2.5 Final prep for analysis

Let’s go back to our question: “in Milwaukee, is there a relationship between how many minorities are in a neighborhood, and how long it takes to fix potholes there?”

We have two things we’re measuring:

  1. The amount of minorities
  2. How long it takes to fix potholes

Before we do our analysis, we’ll need to see how (or if) our dataset is able to represent these concepts. Before we dive in, let’s read in our final (?) merged dataset and take a look at what we have.

df = pd.read_csv("data/2013-complete.csv")
df.head()
EnterDt PrintDt ResolvDt address GEOID Geo_FIPS SE_A04001_001 SE_A04001_002 SE_A04001_003 SE_A04001_004 SE_A04001_005 SE_A04001_006 SE_A04001_007 SE_A04001_008 SE_A04001_009 SE_A04001_010 SE_A04001_011 SE_A04001_012 SE_A04001_013 SE_A04001_014 SE_A04001_015 SE_A04001_016 SE_A04001_017
2013-07-15 23:35 2013-07-16 05:46 2013-07-17 05:50 3839 N 10TH ST 55079004500 55079004500 3160 3053 76 2854 1 30 0 8 84 107 16 17 0 0 0 74 0
2013-07-15 20:05 2013-07-16 05:46 2013-07-24 16:58 4900 W MELVINA ST 55079003800 55079003800 2323 2276 205 2007 0 0 0 0 64 47 0 0 0 0 0 47 0
2013-07-15 20:00 2013-07-16 05:56 2013-07-25 14:42 2400 W WISCONSIN AV 55079014900 55079014900 1275 1113 514 538 0 50 0 0 11 162 148 3 0 0 0 11 0
2013-07-15 19:55 2013-07-16 05:46 2013-07-18 06:06 1800 W HAMPTON AV 55079002300 55079002300 4078 4063 179 3765 0 38 0 0 81 15 8 0 0 0 0 0 7
2013-07-15 19:50 2013-07-16 05:46 2013-08-02 06:08 4718 N 19TH ST 55079002300 55079002300 4078 4063 179 3765 0 38 0 0 81 15 8 0 0 0 0 0 7

A lot of those columns are weird census codes, but we’ll let them stay for now - we can always look them up in the census table’s data dictionary later.
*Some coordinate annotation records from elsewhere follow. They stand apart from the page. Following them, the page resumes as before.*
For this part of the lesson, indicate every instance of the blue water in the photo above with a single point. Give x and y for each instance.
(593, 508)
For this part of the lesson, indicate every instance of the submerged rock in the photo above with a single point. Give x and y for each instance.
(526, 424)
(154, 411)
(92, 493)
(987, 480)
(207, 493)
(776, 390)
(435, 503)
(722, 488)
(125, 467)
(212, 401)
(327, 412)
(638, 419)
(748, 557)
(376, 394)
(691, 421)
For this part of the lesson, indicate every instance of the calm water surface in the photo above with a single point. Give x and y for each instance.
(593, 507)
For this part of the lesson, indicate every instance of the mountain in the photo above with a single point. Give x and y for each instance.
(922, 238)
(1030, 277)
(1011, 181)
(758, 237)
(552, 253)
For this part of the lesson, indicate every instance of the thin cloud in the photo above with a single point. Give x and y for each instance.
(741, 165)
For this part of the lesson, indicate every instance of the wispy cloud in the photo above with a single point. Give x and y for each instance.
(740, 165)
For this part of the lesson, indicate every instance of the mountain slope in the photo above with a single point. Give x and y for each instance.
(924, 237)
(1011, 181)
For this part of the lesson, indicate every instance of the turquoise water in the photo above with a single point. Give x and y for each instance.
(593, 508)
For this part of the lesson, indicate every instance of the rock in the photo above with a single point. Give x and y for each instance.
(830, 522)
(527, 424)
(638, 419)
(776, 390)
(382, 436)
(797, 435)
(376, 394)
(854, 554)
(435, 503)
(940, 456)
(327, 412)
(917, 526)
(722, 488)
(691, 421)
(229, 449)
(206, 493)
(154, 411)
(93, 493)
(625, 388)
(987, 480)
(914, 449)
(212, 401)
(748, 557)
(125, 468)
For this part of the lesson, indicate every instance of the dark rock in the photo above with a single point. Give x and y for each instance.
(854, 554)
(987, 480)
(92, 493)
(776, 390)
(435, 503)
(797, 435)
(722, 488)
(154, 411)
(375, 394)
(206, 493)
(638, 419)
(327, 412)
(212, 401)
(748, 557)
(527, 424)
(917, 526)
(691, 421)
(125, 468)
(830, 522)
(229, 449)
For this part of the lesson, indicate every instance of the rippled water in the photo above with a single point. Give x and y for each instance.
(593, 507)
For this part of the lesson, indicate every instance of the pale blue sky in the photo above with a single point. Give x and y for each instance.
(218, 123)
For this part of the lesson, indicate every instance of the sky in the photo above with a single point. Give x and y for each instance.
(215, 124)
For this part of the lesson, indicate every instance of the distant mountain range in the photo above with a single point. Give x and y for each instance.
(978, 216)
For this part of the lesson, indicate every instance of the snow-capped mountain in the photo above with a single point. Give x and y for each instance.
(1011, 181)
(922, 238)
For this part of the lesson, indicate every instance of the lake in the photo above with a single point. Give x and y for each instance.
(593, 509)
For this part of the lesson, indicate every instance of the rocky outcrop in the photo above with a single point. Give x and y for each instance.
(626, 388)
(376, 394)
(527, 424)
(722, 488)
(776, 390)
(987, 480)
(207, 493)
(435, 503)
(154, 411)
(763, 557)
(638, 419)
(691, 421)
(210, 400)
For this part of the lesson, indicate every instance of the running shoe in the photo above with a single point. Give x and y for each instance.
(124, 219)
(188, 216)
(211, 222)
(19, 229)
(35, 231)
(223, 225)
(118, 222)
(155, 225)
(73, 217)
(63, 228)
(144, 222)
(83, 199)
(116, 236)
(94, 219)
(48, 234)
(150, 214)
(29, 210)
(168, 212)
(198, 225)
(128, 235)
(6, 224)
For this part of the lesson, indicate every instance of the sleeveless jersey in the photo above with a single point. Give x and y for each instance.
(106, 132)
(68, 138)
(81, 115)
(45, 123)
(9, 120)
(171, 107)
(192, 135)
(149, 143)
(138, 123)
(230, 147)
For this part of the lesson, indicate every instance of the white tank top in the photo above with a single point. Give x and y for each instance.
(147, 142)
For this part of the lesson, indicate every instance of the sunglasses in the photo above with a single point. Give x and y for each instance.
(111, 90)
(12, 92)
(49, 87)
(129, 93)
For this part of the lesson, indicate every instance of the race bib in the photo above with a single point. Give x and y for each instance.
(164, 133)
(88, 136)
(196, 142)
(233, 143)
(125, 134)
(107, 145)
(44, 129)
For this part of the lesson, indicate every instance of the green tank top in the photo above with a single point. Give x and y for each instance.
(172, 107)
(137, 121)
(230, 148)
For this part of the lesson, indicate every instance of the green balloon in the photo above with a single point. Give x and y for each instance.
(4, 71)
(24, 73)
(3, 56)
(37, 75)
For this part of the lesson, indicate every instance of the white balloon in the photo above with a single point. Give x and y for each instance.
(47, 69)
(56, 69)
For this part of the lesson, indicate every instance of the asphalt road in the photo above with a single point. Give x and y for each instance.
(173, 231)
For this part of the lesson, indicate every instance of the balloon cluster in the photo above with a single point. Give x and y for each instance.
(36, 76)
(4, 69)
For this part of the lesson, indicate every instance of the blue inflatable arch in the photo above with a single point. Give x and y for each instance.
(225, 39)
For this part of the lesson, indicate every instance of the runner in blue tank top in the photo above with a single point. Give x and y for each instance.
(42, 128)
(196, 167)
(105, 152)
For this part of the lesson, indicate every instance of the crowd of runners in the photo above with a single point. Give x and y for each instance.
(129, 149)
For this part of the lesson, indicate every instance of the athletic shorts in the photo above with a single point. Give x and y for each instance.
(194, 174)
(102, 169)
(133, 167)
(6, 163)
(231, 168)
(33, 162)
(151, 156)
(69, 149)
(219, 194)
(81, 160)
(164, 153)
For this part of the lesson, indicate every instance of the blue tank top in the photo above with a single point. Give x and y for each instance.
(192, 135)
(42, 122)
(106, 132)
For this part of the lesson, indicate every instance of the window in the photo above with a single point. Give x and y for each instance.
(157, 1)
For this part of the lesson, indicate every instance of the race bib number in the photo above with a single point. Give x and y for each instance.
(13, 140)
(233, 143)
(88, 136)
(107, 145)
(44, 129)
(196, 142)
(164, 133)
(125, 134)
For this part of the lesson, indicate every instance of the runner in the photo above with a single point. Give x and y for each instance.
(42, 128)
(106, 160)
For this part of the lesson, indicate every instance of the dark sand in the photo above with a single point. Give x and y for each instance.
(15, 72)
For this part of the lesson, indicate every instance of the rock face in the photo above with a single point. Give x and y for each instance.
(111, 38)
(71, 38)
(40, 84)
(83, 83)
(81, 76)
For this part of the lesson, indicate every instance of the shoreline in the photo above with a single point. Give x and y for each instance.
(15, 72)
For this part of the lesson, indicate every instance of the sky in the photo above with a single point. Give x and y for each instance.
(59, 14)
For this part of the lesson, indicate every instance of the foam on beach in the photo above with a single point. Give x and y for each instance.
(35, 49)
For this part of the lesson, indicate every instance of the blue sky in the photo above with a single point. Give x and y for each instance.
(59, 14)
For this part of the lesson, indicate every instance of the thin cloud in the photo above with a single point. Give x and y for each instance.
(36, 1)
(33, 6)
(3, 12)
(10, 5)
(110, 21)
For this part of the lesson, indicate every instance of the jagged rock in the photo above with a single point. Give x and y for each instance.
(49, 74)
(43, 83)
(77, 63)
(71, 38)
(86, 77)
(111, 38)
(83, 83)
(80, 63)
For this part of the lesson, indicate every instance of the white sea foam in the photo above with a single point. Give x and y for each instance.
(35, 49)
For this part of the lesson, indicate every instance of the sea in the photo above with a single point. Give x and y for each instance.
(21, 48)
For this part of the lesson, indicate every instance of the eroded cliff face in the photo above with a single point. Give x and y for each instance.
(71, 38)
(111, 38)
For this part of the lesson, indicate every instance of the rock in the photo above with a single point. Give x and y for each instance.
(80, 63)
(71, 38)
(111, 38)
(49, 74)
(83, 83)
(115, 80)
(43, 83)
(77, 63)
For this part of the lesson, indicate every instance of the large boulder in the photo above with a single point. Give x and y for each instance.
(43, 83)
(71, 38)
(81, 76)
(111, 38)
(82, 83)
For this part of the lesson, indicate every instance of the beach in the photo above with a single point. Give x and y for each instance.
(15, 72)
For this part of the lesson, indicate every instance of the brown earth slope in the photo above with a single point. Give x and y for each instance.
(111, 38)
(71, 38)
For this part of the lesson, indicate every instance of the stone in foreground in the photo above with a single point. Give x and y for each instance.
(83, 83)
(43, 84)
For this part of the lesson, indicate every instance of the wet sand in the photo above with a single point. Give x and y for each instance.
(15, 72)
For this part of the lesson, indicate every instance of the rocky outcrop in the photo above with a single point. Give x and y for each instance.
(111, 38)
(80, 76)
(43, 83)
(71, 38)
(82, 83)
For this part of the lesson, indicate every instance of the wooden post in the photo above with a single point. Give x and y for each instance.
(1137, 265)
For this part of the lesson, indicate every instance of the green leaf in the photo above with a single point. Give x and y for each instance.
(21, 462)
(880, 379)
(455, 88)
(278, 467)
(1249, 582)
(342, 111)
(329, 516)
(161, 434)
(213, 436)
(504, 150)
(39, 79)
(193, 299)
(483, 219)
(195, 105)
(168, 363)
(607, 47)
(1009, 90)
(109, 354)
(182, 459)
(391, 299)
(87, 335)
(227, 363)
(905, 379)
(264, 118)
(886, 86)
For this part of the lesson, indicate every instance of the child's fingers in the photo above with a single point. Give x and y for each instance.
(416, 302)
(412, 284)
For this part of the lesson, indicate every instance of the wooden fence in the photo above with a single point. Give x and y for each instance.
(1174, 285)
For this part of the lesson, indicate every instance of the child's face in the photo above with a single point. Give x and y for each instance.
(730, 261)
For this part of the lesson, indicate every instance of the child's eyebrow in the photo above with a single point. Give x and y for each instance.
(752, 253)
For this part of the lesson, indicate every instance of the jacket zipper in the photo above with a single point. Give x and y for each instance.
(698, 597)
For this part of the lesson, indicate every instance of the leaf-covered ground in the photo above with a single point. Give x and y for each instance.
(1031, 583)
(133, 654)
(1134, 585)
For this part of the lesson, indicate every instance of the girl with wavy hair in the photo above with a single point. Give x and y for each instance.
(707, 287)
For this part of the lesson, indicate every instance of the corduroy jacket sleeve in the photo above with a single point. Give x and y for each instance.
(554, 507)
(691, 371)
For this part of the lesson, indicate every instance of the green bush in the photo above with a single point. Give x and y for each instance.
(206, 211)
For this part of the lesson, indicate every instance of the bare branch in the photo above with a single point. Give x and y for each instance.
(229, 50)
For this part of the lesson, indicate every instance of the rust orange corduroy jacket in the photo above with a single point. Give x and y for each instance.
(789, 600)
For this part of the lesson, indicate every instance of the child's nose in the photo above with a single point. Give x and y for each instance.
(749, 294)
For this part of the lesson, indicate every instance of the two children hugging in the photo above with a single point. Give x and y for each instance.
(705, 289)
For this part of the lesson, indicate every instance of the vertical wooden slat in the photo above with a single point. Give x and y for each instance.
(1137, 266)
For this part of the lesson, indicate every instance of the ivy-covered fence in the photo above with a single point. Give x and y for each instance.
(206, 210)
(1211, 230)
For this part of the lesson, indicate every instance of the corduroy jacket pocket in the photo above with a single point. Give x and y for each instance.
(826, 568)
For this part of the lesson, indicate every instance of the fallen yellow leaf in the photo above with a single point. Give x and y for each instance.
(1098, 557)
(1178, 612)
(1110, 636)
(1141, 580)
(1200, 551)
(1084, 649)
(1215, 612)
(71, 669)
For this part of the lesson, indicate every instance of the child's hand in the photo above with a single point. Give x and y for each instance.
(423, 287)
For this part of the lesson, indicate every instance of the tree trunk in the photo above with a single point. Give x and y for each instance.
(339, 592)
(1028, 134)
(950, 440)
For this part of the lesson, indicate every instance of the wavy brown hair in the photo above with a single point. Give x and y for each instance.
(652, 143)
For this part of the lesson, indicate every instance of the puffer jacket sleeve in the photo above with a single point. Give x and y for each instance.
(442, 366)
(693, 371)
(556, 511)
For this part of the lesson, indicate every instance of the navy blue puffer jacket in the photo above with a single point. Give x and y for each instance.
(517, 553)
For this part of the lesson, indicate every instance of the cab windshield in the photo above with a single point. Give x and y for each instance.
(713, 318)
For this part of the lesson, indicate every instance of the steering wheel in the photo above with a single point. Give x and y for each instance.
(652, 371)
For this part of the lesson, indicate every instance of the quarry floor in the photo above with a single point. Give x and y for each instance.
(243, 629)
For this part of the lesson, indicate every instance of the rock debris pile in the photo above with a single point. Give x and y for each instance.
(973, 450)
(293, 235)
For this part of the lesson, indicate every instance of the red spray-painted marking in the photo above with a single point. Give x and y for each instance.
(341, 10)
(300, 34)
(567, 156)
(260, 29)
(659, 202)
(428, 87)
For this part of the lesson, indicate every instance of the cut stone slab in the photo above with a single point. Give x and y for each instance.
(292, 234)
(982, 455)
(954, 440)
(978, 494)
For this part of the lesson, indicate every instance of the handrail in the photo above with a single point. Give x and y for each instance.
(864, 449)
2.5.1 “The amount of minorities”

First, what counts as “minorities?”

We decided that everyone whose race is not White - Asian, African-American, etc - gets counted as a minority, along with everyone who is marked as Hispanic/Latino, even if they’re White. So we’re looking specifically for White non-Hispanic.

If we open up the data dictionary - R12217898.txt - we can see that A04001_003 is the column of our White Non-Hispanic. In fact it’s SE_A04001_003 thanks to Social Explorer, but you get the idea.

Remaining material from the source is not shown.